I wish I owned Veronica Mars. I also wish I could own all the Star Trek DVD's and go to the moon. I don't see any of it happening soon. So don't sue me.
Veronica wasn't quite right. Lilly didn't just run out of the house with the tapes. She went to Aaron's office first, where he kept all his really important memorabilia of how awesome he was (such as that damn Oscar trophy) and left him a little note. The note read:
Lover,
I have the tapes, you sick bastard,
And I won't be giving them back.
If you ever try to get them,
I'll make sure the press finds them.
Luv
LillyAaron, of course, didn't take it well. But it took him a long time to find the note – almost an hour. By which point Lilly had sped through an intersection and gotten home safely, then grabbed a magazine and gone out to the pool to sunbathe. And Duncan had come home, too, but he was inside, pigging out after soccer practice.

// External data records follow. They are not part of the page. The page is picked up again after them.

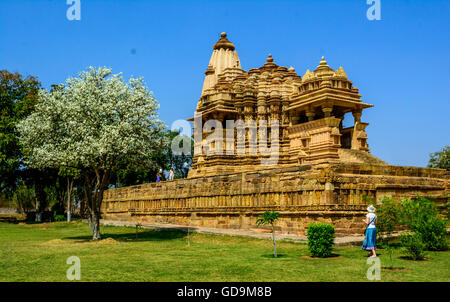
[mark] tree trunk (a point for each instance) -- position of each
(94, 223)
(93, 189)
(274, 242)
(40, 200)
(70, 181)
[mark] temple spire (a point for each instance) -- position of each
(224, 56)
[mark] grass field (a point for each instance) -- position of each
(38, 252)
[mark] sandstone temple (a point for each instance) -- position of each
(311, 167)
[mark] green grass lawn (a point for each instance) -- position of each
(38, 252)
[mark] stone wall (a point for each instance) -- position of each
(331, 192)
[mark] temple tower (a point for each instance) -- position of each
(287, 120)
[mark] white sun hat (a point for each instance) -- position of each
(371, 209)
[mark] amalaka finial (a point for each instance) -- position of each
(223, 42)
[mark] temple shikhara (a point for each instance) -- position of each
(309, 110)
(312, 167)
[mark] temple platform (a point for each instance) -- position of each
(333, 192)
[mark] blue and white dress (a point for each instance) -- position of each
(370, 240)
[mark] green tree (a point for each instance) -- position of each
(269, 218)
(388, 218)
(440, 159)
(18, 97)
(422, 217)
(98, 124)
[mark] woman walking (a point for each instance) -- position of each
(370, 240)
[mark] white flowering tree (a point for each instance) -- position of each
(96, 123)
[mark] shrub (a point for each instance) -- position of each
(422, 217)
(320, 239)
(413, 246)
(57, 217)
(434, 234)
(24, 198)
(388, 218)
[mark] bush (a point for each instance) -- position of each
(58, 217)
(388, 218)
(320, 239)
(434, 234)
(413, 246)
(24, 198)
(422, 217)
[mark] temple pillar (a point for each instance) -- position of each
(327, 110)
(310, 114)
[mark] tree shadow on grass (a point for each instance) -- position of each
(143, 235)
(332, 256)
(273, 257)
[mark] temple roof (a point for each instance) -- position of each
(224, 56)
(223, 43)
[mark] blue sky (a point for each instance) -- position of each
(400, 63)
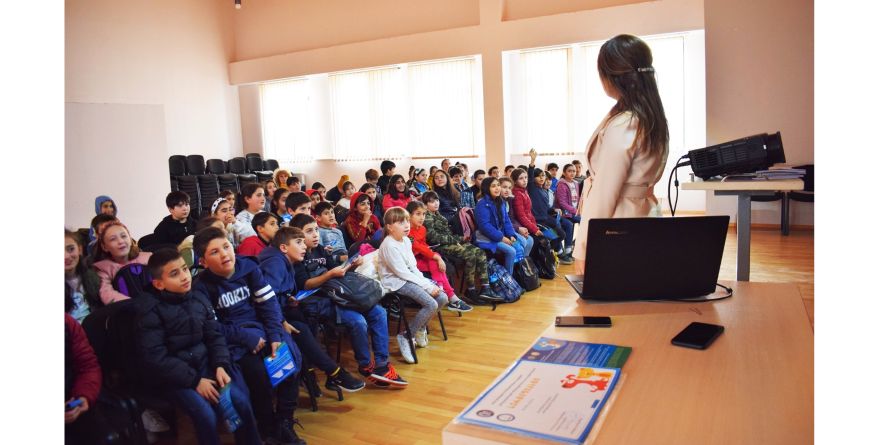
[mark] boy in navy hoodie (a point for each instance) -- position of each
(182, 351)
(372, 325)
(253, 327)
(177, 225)
(287, 247)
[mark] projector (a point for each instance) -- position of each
(745, 155)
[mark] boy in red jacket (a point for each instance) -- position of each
(429, 261)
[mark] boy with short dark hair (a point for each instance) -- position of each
(478, 178)
(552, 168)
(293, 183)
(251, 321)
(183, 354)
(331, 238)
(315, 270)
(176, 226)
(387, 170)
(265, 225)
(287, 248)
(298, 203)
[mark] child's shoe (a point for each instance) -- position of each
(405, 349)
(342, 379)
(456, 305)
(366, 371)
(421, 338)
(388, 375)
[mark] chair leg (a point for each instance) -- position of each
(409, 334)
(786, 216)
(442, 327)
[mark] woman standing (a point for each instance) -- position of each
(627, 153)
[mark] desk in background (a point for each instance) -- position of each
(754, 385)
(744, 190)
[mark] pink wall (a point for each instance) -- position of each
(489, 38)
(167, 54)
(760, 77)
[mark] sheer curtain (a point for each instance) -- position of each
(368, 114)
(443, 101)
(288, 131)
(547, 100)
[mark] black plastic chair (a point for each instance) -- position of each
(394, 300)
(195, 165)
(237, 166)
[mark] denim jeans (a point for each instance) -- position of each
(205, 415)
(372, 323)
(510, 253)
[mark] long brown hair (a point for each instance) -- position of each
(625, 63)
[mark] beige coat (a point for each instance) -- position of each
(621, 179)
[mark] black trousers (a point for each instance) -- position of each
(261, 393)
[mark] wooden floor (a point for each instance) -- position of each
(482, 343)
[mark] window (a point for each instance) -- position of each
(554, 99)
(289, 133)
(433, 108)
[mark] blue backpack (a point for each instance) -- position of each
(503, 283)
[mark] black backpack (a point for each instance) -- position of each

So he didn't notice when Aaron came bursting into the backyard, carrying the statue and note in his hands.
"Where are they?" he demanded.
"Tough," said Lilly, "I'm not giving them back."
"I could kill you," Aaron whispered to her. Lilly felt a chill down her spine. So she changed the rules, the only way she knew how. She kissed him.
God, he was a good kisser.
He dropped the statue to the ground as he kissed her.
But it didn't stop him from suddenly pushing her away from him and bashing her skull in with the ashtray on the table mere seconds later. Which, unfortunately for Aaron, was about the time Duncan decided to go see what Lilly was up to.
Duncan's scream was almost completely incoherent. The ashtray went flying out of Aaron's hand and into the pool. He and Duncan wrestled on the ground, rolling over leaves and grass, and the Oscar statue. Aaron was seriously worried at this point and when Duncan began to pick up a rock and aim it for his skull, and Aaron could hear other cars in the driveway (he was very glad he had walked from down the street) he decided to run for it.
He didn't see Duncan turn back to the pool, and pick Lilly up, and hold her to him as though he could magically fix her.
That night, as Jake and Celeste were inside trying to get their stories straight, Clarence Wiedman looked around the pool. He found a statue lying in the grass – an Oscar statue with Aaron Echolls' name on it.
Clarence was under strict orders – cover up anything that might lead the police to Duncan. He knew that it was possible that Duncan could have stolen the statue from his best friends' home – however unlikely. He also knew that trying to destroy it was no good – there was no easy way to get rid of it, and the police had already been called – he was running out of time. The only thing to do was hide the statue, where no one would look.
Clarence carefully carried the statue over to a flower bed, and buried it under a rosebush. He was careful to make the ground appear undisturbed by recovering it with fresh bark chips.
Aaron was ready to leave town. He had done everything but purchase a plane ticket – he would go by private jet, and had told his pilot to be ready to leave at a moment's notice. He sat, watching the coverage of the investigation, until the police reached a statement – "there is no suspect at this time."
Duncan should have told them by now…unless he didn't remember. How many times had Aaron played that part? Too many. It was clichéd and it was boring, but, just possibly, it was true.
He called Jake.
Not for nothing had Aaron won an Oscar. "Jake, I just heard, I'm so sorry. Is there anything I can do? No, no, I don't suppose I would know what that would be, but I just had to offer, you know? I just don't know what to say, it's just so…how is Duncan? I know Logan would like to know…oh, I'm sorry. Please let me know if I can help."
"Duncan's not talking," Jake had told him. "He's totally withdrawn."
And Aaron's thought at learning that was, I'm free.